Even worse, when our macro is a re-used component being called from various places, we‘d need to have this escaping applied to all inputs supplied to the macro, which might be a lot of work to find and update.
You probably would take a step back and find some other way to solve your current task without doing such a change. Maybe you‘d just stop using the macro in the current situation and duplicate the code in this one spot. If… you are aware of it.
You ain‘t gonna notice (in time)
The challenge, in my opinion, is that you are likely not going to notice the problem you just created. It takes a lot of awareness to understand the subtle implications of the change.
This is may not only be an issue for less experienced developers or template designers. Imagine the template not being as simple as in the above example, but a bit more cluttered. For example, the list macro might need to also deal with array keys and blend in CSS classes (maybe taken from a second parameter) as well. That gives a lot of distraction also for more experienced Twig users and you might easily miss the important point.
Also, since Twig – and proably other template engines as well – do a great job at producing „safe“ output most of the time nowadays, when it comes to HTML and XSS we have become a bit more negligent or less well trained than some of us might have been a decade ago.
To make matters worse, nothing will point you to the problem in the short run. Whilst the initial HTML that you added showed up in the output and immediately reminded you of „fixing“ it, the XSS loophole is lurking in your template with no indications of a problem. The „lorem ipsum“ style data you will typically use during development and also during automated tests (functional or acceptance) is most likely not suited to find XSS exploits like this.
Here is a fiddle where an author attended a creative writing course and changed their name afterwards, to better illustrate the problem. Imagine an admin user of your online book shop visiting a page where the above macro is used: You‘re not seeing anything – no „funny looking“ author name. Yet, JavaScript is executed in the background in the context of your admin‘s session.
A more robust pattern
Here is another way how you could have written the previous change in Twig.
{% set author_with_link %}
{{ book.author }} <a href="#">edit</a>
{% endset %}
{{ _self.list([book.title, author_with_link])}}
The interesting thing about this is that you can keep the
list
macro as-is, without adding
|raw
in it.
When Twig processes the
{% set … %}...{% endset %}
section, it will apply autoescaping as usual. The
book.author
value will have HTML escaping applied before being printed, and literal HTML markup in templates is safe by default.
Now, the
author_with_link
variable does not contain a simple string, but an instance of a special class in Twig. It will feel like a string for most purposes, so you can pass it around, concatenate it with other strings or pass it through filters.

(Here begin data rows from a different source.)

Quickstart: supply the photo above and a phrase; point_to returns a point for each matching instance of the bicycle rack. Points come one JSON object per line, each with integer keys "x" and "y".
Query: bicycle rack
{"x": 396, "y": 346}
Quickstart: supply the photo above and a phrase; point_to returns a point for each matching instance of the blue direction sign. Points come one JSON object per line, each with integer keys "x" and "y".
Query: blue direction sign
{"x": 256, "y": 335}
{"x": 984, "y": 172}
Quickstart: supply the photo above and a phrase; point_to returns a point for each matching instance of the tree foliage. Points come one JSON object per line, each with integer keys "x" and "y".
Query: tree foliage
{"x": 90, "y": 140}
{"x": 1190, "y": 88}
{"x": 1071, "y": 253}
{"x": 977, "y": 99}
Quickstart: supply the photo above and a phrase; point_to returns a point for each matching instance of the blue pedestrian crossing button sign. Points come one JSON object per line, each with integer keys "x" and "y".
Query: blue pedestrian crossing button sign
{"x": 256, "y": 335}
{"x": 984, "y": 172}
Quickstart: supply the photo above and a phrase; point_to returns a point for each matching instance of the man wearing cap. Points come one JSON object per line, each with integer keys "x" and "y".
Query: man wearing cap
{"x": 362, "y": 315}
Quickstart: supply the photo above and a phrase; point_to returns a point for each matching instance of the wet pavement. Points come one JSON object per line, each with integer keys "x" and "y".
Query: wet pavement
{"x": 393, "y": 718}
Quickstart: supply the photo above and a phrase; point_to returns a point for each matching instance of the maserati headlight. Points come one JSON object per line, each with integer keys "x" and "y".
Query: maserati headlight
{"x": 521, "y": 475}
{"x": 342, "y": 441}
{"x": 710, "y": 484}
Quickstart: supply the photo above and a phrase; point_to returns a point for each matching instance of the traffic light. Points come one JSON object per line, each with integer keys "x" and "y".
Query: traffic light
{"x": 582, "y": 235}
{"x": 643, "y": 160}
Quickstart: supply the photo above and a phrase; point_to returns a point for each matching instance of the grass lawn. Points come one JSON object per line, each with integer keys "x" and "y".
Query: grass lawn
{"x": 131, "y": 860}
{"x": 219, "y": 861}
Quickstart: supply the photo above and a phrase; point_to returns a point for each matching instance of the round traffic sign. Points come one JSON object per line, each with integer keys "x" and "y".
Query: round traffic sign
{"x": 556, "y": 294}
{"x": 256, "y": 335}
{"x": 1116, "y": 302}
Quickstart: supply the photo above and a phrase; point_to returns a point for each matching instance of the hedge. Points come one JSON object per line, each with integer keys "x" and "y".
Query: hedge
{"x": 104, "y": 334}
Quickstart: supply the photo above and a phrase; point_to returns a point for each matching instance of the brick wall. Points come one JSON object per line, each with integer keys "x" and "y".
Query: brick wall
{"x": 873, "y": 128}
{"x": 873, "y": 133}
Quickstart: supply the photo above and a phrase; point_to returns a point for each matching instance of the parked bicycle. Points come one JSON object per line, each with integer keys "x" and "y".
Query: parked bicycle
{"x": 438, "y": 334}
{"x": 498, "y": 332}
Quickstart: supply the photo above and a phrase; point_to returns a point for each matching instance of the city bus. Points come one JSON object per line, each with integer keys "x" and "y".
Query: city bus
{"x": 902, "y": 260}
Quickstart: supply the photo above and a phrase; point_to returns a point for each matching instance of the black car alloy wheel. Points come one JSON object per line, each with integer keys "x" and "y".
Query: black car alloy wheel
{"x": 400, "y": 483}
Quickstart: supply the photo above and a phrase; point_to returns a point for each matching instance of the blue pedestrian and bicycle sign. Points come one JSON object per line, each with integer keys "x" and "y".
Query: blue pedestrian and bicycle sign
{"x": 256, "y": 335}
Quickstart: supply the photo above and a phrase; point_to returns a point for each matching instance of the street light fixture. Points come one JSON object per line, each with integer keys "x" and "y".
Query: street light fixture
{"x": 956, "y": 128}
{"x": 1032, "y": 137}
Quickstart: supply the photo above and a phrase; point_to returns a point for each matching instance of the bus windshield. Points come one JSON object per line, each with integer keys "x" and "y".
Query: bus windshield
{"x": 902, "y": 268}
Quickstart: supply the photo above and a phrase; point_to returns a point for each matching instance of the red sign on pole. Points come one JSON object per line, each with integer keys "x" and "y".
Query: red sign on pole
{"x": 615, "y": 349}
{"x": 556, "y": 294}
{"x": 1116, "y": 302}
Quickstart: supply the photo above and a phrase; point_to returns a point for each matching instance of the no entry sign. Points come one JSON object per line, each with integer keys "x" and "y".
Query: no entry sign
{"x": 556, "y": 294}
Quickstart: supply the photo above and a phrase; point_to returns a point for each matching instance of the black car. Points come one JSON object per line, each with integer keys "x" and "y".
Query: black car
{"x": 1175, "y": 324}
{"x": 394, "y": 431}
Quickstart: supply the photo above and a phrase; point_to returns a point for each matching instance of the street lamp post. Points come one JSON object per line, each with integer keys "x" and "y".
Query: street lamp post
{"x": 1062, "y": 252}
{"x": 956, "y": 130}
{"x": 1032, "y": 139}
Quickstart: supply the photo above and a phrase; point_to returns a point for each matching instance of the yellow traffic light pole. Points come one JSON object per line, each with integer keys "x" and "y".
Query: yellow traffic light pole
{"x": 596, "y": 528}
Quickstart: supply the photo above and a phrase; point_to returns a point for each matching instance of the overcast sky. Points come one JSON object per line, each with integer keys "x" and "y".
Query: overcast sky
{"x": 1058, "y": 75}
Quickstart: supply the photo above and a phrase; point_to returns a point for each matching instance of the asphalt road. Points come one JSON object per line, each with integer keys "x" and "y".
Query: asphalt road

As long as you use it unchanged, Twig will „remember“ that output escaping has been applied to this piece of HTML already. You can verify in this fiddle that in fact, the HTML link is printed as plain HTML, whereas HTML markup in the
book.author
data is escaped.
Conclusion
Be careful when you apply the
|raw
filter in Twig. It shifts the responsibilty for applying appropriate output encoding from Twig to you, the template developer.
When using
|raw
, especially in centralized places like includes or macros, make sure everyone passing in data is aware of their obligation to apply appropriate escaping. This may be a break in backwards compatibility for the include/macro.
Glitches in output escaping are likely to go unnoticed for a long time, since you don‘t typically test with the necessary inputs, unless doing security audits.
Doing string concatenation operations with HTML snippets in Twig may be a sign of danger. Even tough it may take a few more lines of code to write and variable names to come up with, writing markup in Twig and capturing it with
{% set … %}
may help you to stay on the safe side, especially when passing data along afterwards.